# ISO Marx Brothers cheesecake recipe



## dcannaday (Nov 8, 2008)

Ok, was reading about cheesecakes on here and had an idea, funny how those things happen sometimes.  Years ago, I had a recipe I copied out of a Bon Appetite (sp) magazine for Marx Brothers cheesecake, from the Marx Brothers restaurant in Alaska, great cheescake.  I have since lost it.  I was hoping someone might have that recipe and could give it to me.  Thanks in advance.  David.


----------



## Michael in FtW (Nov 8, 2008)

I searched on the _Bon Appétit_, _Epicurious_ and _Gourmet _on-line archives with no luck. However, there are a lot of sites offering the recipe (Google search results) but this one for Marx Brothers Cheesecake looks to be fairly typical of the ones I compared.

Hope this is what you were looking for.


----------



## texasgirl (Nov 8, 2008)

Wow, there are no directions to that link.

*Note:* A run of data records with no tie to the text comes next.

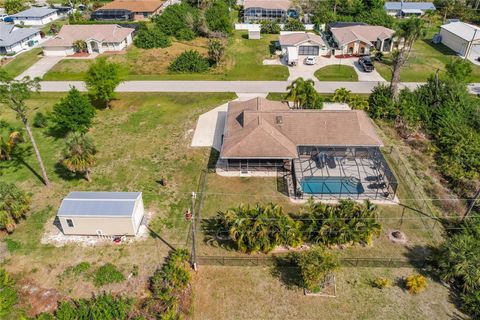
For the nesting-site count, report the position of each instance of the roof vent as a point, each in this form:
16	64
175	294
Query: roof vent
279	120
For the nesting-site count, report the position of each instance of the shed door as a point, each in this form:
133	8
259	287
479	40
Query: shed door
308	50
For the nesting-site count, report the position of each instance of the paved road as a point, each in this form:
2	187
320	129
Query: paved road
227	86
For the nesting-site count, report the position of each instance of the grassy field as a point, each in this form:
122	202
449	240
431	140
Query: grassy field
22	62
426	58
259	293
139	142
336	73
243	61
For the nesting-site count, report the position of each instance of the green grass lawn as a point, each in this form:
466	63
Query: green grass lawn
22	62
424	61
243	61
143	139
336	73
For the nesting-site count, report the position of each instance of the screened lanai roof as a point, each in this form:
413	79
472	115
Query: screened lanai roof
99	204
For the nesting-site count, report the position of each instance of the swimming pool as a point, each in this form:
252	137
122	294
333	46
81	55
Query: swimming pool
331	185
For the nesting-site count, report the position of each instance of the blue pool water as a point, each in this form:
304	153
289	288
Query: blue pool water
319	185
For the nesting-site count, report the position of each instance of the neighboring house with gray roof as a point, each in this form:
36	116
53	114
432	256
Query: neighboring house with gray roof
403	8
14	40
98	38
101	213
361	39
35	16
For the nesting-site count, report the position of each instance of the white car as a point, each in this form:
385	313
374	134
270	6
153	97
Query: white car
310	60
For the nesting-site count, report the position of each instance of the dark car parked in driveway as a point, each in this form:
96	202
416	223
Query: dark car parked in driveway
366	63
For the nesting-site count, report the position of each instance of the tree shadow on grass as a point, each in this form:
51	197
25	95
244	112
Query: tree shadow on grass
285	269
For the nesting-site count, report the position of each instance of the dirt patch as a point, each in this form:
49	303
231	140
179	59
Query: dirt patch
35	299
397	236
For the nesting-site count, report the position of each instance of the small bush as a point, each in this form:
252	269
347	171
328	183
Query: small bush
382	283
185	34
80	268
415	283
107	274
12	245
189	61
40	120
151	38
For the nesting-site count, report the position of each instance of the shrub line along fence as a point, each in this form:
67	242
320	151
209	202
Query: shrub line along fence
252	261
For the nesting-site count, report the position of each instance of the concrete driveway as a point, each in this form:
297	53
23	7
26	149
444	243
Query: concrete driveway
40	67
308	72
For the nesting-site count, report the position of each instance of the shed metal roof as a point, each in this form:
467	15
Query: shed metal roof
99	204
34	13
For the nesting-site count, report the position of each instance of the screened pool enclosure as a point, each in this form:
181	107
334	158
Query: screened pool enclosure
342	172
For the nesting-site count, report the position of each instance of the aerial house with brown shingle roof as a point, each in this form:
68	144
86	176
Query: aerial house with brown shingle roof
98	39
320	153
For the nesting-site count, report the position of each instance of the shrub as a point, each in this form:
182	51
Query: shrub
382	283
185	34
12	245
381	105
107	274
294	25
151	38
270	27
40	120
189	61
314	265
415	283
216	50
217	16
14	205
73	113
8	294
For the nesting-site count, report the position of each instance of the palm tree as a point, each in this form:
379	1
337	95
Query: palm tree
8	146
13	94
341	95
409	30
79	154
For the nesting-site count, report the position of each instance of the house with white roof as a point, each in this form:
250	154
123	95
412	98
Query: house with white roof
404	9
461	37
35	16
98	39
14	40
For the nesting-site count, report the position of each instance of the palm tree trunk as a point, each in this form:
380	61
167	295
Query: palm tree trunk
37	152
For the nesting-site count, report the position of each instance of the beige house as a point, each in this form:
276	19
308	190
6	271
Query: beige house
295	43
101	213
327	154
98	38
361	39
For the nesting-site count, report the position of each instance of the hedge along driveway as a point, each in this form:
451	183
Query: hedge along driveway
243	61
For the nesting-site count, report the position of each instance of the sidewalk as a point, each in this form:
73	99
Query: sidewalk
230	86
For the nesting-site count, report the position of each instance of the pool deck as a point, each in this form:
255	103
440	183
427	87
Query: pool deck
363	170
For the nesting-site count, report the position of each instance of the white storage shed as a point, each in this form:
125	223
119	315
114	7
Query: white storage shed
101	213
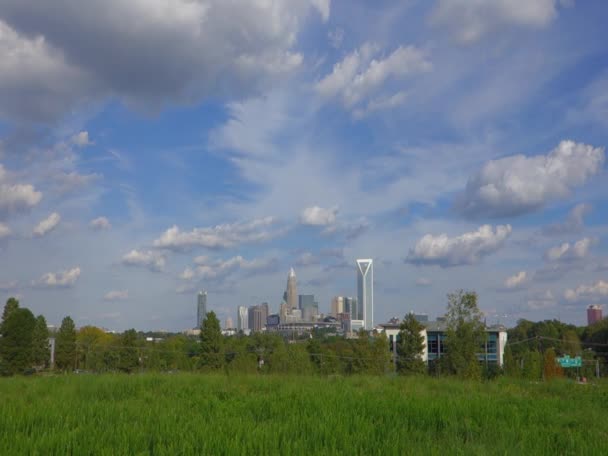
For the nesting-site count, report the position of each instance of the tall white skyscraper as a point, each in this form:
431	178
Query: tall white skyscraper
242	318
365	292
201	308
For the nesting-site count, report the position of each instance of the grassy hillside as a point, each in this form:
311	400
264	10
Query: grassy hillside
203	414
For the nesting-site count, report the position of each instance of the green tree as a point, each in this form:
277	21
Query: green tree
212	353
11	305
410	345
41	352
16	341
464	336
129	356
65	346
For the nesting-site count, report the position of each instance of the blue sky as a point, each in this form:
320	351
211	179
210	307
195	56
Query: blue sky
152	148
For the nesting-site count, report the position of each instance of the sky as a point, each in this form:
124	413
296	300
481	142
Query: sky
153	148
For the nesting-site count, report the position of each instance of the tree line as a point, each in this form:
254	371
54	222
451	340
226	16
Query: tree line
24	348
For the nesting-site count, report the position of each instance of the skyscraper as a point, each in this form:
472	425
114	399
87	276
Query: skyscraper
594	314
201	308
242	318
365	292
292	290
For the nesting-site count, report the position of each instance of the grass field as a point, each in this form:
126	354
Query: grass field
214	415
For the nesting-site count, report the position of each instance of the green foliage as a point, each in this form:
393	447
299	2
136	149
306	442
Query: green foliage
410	346
215	414
551	369
16	341
41	352
65	346
464	336
212	353
129	356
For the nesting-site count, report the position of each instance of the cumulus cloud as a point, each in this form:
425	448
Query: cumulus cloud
423	282
318	216
594	292
469	20
219	236
62	279
208	269
5	231
100	223
468	248
516	281
570	252
15	197
180	50
47	225
81	139
573	224
8	286
518	184
359	74
154	261
116	295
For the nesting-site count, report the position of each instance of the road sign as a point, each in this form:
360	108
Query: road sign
566	361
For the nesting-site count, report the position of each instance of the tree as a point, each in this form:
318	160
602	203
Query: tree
16	341
212	355
11	305
129	356
41	353
410	345
464	336
65	345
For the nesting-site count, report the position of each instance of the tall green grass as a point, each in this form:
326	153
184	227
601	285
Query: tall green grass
216	414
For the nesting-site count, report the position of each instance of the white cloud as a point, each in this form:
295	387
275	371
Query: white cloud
5	231
359	74
219	269
470	20
318	216
468	248
81	139
116	295
423	282
16	197
100	223
518	184
8	286
570	252
573	224
47	225
154	261
598	290
62	279
516	281
219	236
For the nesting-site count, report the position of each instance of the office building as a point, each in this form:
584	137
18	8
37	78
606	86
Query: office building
365	292
242	318
291	293
201	308
594	314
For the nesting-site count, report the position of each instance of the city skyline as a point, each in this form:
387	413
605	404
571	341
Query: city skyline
459	144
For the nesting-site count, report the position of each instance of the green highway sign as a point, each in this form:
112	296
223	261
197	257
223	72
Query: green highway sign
566	361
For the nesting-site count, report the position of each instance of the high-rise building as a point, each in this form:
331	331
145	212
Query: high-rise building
308	306
292	290
201	308
594	314
242	318
337	306
365	292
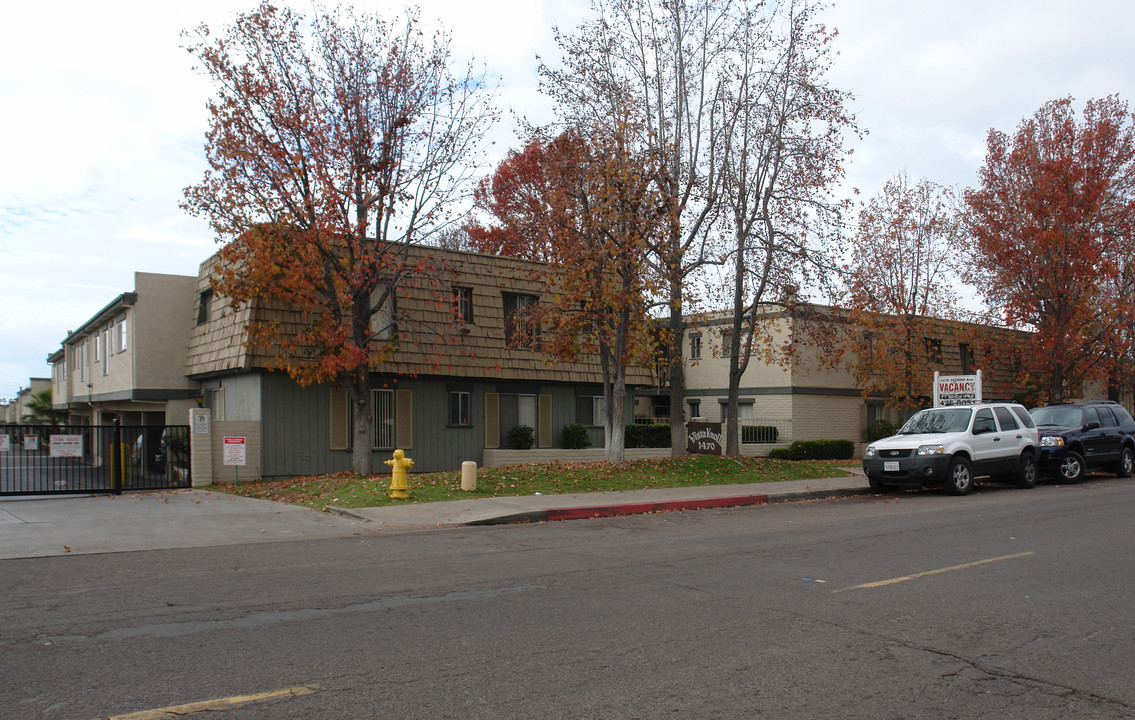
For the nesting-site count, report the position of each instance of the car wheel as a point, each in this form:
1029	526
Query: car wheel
1126	465
1026	471
1072	468
960	478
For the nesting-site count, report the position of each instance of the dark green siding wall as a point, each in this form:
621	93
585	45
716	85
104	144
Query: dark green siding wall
295	425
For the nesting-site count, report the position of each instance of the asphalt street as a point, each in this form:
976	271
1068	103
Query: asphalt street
1007	603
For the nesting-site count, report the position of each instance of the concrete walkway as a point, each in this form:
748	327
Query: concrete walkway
35	527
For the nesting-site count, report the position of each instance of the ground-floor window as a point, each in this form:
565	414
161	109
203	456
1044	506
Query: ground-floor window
384	418
589	410
460	408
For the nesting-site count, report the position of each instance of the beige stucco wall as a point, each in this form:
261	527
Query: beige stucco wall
162	318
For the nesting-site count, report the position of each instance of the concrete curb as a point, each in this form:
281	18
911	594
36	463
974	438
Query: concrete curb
667	505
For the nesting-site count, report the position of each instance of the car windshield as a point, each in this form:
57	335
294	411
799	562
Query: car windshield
938	420
1057	417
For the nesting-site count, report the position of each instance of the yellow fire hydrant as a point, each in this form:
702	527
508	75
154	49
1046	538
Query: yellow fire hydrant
398	484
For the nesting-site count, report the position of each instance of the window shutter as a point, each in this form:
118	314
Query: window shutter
492	419
341	419
545	423
403	419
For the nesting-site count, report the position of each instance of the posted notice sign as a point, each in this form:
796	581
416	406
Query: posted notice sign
957	390
66	446
235	453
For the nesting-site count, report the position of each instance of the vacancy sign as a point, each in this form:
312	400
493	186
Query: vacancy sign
957	390
235	453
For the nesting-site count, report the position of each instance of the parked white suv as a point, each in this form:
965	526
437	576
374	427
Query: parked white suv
950	446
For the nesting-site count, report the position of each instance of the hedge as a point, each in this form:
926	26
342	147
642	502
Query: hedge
815	450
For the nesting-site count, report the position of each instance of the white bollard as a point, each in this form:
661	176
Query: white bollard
469	476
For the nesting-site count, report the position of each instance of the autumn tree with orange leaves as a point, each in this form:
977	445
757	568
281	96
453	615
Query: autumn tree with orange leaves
1052	247
901	279
588	203
335	144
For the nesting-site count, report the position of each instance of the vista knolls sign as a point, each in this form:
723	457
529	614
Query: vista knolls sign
704	438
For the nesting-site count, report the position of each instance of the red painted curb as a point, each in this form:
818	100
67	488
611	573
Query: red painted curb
607	511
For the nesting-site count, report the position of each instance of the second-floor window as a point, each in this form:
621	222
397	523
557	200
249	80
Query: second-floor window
463	304
933	349
519	328
204	306
967	358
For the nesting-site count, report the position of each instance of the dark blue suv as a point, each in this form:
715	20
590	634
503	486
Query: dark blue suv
1091	435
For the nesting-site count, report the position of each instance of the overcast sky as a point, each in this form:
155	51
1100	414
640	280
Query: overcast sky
103	120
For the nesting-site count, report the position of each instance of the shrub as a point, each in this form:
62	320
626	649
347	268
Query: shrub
647	436
521	437
759	433
576	436
879	429
815	450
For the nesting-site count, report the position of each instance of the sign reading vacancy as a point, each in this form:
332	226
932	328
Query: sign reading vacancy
66	446
703	438
235	453
957	390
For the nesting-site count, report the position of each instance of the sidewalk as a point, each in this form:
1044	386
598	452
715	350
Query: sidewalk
36	527
541	508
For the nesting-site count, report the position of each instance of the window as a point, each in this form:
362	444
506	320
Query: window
933	349
983	421
122	334
384	418
1005	419
463	304
1107	419
460	408
204	306
695	345
383	320
519	329
589	410
215	401
967	358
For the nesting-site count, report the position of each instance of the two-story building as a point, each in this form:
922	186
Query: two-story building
452	392
127	361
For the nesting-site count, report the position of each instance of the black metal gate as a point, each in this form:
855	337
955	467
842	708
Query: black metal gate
41	460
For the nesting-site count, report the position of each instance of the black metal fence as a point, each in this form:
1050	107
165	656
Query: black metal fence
40	460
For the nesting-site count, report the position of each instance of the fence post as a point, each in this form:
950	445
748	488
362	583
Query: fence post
116	469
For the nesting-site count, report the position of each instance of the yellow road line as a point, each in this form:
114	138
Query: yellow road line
175	711
930	572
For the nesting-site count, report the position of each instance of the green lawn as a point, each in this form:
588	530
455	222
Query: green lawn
349	490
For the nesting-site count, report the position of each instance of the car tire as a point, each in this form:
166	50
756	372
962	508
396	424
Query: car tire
959	480
1072	468
1026	471
1126	465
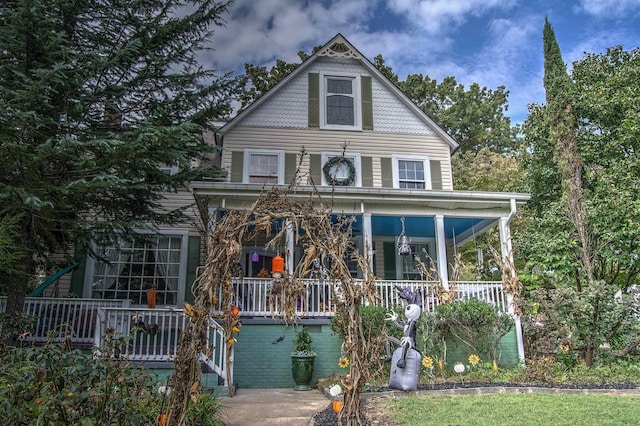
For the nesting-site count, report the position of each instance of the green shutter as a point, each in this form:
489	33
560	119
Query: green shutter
367	103
237	158
315	168
436	174
290	164
366	164
193	261
314	100
387	172
76	287
389	252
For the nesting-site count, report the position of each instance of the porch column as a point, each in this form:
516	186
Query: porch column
507	256
367	239
290	240
441	247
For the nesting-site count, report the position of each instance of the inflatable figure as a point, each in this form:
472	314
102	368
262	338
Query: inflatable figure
405	368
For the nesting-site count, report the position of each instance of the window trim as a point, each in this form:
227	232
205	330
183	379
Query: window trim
396	173
357	100
247	158
353	156
87	289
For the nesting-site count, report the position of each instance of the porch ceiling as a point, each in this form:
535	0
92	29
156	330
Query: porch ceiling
465	212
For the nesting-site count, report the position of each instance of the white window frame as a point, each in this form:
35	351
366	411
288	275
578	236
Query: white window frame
247	157
353	156
396	174
182	273
357	99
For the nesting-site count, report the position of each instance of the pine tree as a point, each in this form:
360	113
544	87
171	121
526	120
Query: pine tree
97	96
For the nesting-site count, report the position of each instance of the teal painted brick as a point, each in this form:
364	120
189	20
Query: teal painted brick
261	360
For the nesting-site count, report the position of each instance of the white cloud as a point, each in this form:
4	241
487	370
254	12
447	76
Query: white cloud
437	16
606	9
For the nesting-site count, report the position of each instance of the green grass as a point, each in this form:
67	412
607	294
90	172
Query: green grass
516	409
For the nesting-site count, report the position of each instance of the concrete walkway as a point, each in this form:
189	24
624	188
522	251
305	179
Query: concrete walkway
251	407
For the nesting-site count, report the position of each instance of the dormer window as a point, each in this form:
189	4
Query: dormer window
340	102
264	166
411	172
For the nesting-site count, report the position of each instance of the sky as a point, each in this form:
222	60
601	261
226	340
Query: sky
490	42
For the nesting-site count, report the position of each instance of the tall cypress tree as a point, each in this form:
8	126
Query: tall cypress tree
97	96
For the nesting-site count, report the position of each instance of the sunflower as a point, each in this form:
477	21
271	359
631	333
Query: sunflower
427	362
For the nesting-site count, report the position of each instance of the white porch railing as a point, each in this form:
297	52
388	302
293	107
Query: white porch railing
153	335
262	296
63	318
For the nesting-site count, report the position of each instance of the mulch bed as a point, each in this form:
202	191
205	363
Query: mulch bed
328	417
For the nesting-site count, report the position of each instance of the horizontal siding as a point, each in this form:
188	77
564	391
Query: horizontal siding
315	141
390	113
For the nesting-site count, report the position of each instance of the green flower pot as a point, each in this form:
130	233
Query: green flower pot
302	370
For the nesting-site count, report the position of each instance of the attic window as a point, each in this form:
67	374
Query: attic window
340	102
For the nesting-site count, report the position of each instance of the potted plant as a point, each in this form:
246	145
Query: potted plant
302	359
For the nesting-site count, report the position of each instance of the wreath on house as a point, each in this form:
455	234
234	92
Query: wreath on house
332	165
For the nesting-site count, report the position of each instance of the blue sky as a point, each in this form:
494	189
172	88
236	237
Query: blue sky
490	42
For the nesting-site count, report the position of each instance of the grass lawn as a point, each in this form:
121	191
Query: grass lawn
516	409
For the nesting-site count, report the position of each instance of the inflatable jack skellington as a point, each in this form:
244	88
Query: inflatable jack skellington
405	361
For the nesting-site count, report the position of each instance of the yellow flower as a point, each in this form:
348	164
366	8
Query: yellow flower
427	362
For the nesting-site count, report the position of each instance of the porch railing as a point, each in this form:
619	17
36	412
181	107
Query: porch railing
153	335
263	296
63	318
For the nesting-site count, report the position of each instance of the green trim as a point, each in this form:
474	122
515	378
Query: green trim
367	102
387	172
314	100
290	166
389	253
436	174
237	160
366	165
315	166
193	261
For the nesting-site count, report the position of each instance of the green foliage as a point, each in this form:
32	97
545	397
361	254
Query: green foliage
302	343
208	410
97	98
475	325
53	385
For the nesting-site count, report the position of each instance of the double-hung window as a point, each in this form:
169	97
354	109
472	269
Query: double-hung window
128	271
340	102
264	166
411	172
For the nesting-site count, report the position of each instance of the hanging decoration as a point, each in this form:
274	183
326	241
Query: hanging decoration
404	243
331	168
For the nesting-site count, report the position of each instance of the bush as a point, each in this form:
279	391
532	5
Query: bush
474	325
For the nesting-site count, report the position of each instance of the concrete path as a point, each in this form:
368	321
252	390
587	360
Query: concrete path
252	407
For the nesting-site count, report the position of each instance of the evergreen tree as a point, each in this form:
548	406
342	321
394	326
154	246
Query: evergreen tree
97	96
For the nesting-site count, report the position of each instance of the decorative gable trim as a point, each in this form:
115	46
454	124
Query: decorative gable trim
339	49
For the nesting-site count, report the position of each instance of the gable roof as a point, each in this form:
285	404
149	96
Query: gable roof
339	46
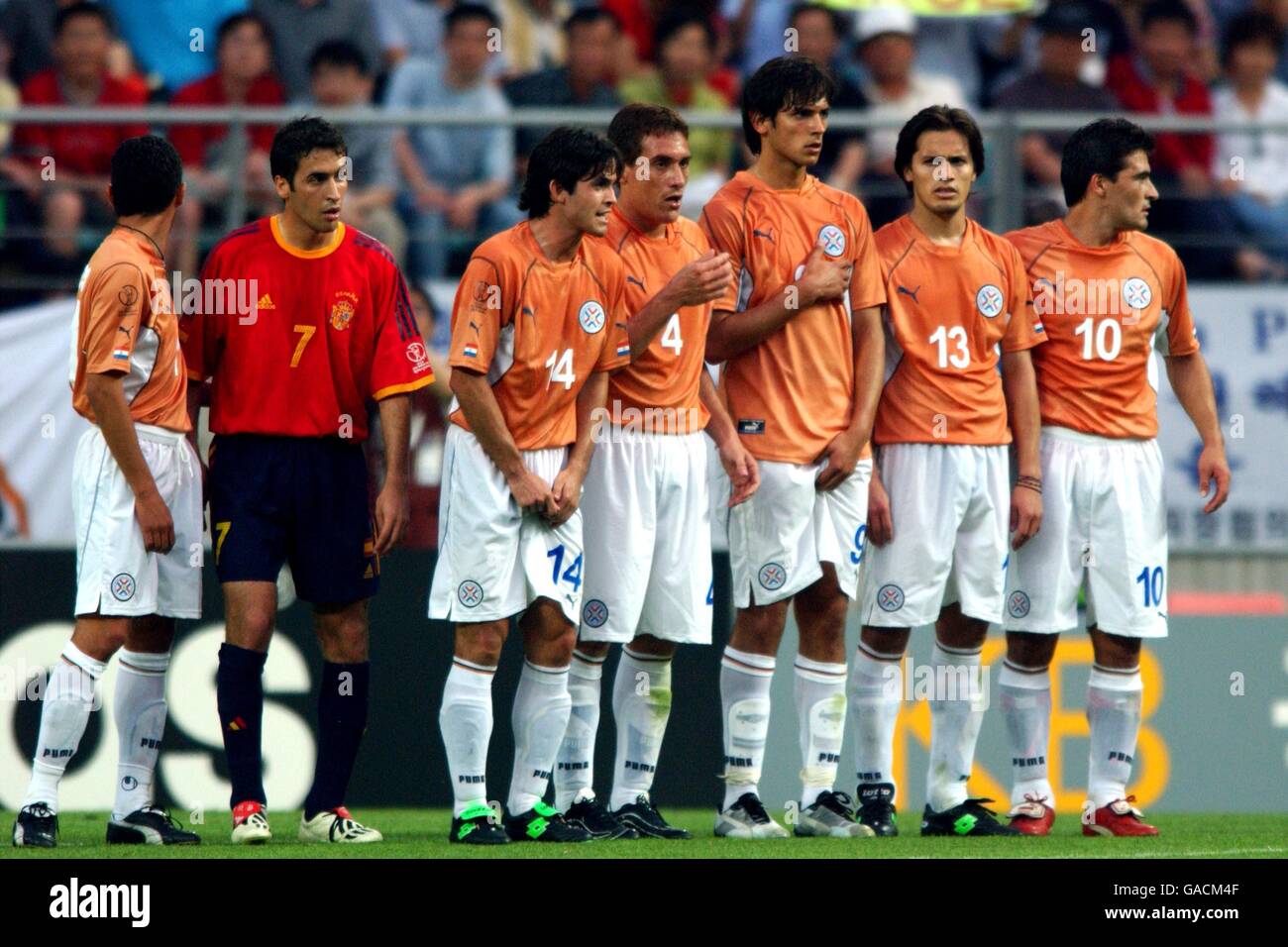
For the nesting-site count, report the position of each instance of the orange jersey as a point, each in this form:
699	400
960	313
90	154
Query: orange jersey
668	372
1104	307
952	311
125	325
537	330
794	392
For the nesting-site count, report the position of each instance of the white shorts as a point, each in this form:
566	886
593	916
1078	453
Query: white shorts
949	509
494	560
648	540
781	536
115	575
1103	517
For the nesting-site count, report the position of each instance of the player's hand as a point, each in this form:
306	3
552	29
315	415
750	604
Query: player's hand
565	496
1025	515
702	279
1214	472
841	455
742	470
391	514
823	278
880	525
155	521
529	491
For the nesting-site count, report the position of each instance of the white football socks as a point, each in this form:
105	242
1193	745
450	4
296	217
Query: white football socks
1024	694
954	722
63	715
465	722
575	766
642	705
1113	712
820	719
745	680
140	709
540	718
876	690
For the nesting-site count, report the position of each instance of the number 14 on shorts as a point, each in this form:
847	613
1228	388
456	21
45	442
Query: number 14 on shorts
571	575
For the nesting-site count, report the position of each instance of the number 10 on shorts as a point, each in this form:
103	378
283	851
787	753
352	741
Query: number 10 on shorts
572	575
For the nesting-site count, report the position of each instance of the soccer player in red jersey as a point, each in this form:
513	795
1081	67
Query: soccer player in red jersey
329	326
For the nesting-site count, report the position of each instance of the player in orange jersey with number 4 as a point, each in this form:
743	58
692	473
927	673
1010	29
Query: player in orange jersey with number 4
1109	296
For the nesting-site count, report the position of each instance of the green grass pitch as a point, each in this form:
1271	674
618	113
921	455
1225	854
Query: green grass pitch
423	834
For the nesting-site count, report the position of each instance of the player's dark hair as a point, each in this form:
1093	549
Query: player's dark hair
936	119
566	157
146	175
635	123
296	138
82	9
463	12
837	20
585	16
1248	30
1168	11
237	21
339	54
1102	149
786	81
682	20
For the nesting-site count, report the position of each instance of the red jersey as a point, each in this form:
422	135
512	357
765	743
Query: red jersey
76	149
296	341
193	141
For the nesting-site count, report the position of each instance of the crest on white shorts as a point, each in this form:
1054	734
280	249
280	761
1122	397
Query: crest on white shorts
990	300
832	239
591	316
1136	292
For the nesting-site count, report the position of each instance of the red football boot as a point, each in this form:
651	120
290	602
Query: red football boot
1033	815
1119	818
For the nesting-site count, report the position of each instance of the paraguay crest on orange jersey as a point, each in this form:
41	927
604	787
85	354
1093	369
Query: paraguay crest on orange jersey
343	308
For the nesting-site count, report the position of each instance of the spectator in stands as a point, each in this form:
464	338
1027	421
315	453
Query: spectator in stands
1056	86
168	40
1250	165
342	78
410	29
591	37
818	38
897	90
684	44
243	77
296	27
456	176
1193	213
62	169
426	428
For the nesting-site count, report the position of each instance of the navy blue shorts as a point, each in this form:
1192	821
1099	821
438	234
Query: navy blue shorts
300	500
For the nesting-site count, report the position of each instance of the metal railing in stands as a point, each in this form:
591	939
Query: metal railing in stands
1003	133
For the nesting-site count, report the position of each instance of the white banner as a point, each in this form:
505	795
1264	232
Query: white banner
1243	331
1244	338
38	425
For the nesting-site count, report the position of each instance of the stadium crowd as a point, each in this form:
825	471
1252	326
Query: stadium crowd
430	193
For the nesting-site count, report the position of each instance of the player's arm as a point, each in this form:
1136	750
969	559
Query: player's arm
566	491
822	279
1192	382
842	453
1019	384
697	282
393	506
487	423
106	393
734	458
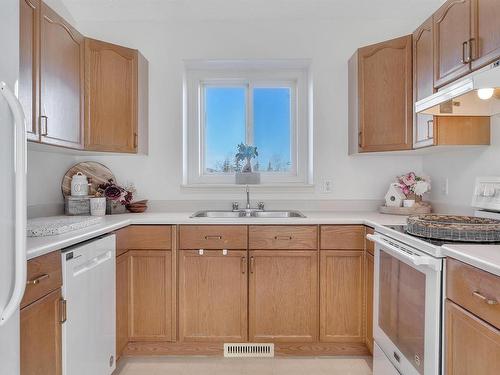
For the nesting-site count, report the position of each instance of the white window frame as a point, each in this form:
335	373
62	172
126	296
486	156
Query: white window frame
291	74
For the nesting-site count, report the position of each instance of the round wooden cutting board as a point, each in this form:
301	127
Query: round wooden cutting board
97	172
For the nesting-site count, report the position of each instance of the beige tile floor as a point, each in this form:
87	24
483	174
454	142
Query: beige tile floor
257	366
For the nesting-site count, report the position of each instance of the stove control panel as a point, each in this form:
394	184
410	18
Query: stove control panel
487	193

Is it just me?


----------



## Alix (Nov 8, 2008)

Nope, no directions. Should we add them here?

Blend first 3 ingredients together and press into bottom of springform pan. 
Blend rest of ingredients together until consistency is smooth. Pour into springform and bake for about an hour in a 350 oven. Cake is done when top is dry looking right to the center and "bounces back" when touched. (Bain marie directions anyone? I've never used one so I haven't a clue)

My question is 6pk (8oz) cream cheese. Are we suggesting 48 oz of cream cheese in this recipe? That CAN'T be right. I could see 2 or 3 but not 6.


----------



## PieSusan (Nov 9, 2008)

Many of Maida Heatter's cheesecakes call for 32 oz of cream cheese for an 8 x 3-inch pan.


----------



## dcannaday (Nov 11, 2008)

Ok, found a place with a recipe that looks like what I remember, altho at my age what do I remember? Hmmm, can't post a URL.  And yes it does call for 3 lbs of cream cheese lol. That is why it is soooo good. Why I did not google it, I do not know, just kept checking the recipes at Bon Appetite. Thanks everyone. David.  Oh and Stacey, it was not just you on the directions.  I see you are a fellow Texan.  I now live in N Carolina, but will always be a Texan.


----------